Visual field of the left eye and right eye: _/ _ (150 degrees each)
Visual fields overlap
Visual acuity
Ability to distinguish two nearby points
Determined largely by photoreceptor spacing (how close they are to each other - closer is better eye sight) and refractive power
Visual angle: distances across the retina described in degrees
20/20 vision
When one can recognise the a letter that occupies 0.083 degrees (5 minutes of arc)
How does vision work?
Accommodation - the pattern of the object must fall on the vision receptors (rods and cones in the retina)
Light entering eye must be regulated (too much will bleach out the signals)
Energy from photon waves must be transduced into electrical signals
Brain must receive and interpret signals
Vertical pathway for signal transmission to the retina (ascending)
Photoreceptors > bipolar cells > ganglion cells > ganglion cell axons project to forebrain (that’s the direction of the signal, directon of light is opposite)
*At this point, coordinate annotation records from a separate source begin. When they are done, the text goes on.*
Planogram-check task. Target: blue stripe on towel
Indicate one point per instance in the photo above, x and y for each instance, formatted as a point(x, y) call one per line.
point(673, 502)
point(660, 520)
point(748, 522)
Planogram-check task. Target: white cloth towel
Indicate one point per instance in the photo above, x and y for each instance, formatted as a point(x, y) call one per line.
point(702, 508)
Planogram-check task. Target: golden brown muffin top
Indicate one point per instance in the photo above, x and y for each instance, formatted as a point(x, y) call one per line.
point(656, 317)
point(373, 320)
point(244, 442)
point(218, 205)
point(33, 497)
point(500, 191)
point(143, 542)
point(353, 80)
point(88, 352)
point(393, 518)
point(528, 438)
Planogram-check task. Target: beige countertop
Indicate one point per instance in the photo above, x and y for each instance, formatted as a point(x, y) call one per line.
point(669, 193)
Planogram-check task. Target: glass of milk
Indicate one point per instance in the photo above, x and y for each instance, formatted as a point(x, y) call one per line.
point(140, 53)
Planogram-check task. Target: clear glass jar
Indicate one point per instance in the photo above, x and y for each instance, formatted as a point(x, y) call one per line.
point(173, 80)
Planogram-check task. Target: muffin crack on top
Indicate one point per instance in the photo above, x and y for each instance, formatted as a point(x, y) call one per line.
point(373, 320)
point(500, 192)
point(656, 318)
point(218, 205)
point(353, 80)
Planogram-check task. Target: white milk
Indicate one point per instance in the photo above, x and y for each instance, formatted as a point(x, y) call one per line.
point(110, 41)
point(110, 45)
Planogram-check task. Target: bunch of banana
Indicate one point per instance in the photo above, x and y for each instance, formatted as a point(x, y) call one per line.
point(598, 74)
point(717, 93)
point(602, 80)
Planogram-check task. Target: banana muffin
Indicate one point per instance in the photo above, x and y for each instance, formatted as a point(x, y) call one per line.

Horizontal cell - modulates signal from photoreceptors to bipolar cells + other photorceptors
Amacrine cell - modulates signal from bipolar cell to ganglion cell + other bipolar cells, or to other amacrine cells
Only the ganglion cell can generate APs
Photoreceptors can release glutamate, but not generate APs
Photoreceptor structure
Synaptic terminals (release glutamate upon bipolar cells) > inner segment (contain cell body) > outer segment (either cone or rod photoreceptor, which are membranous disks containing photopigment)
Convert electromagnetic radiation to neural signals (transduction)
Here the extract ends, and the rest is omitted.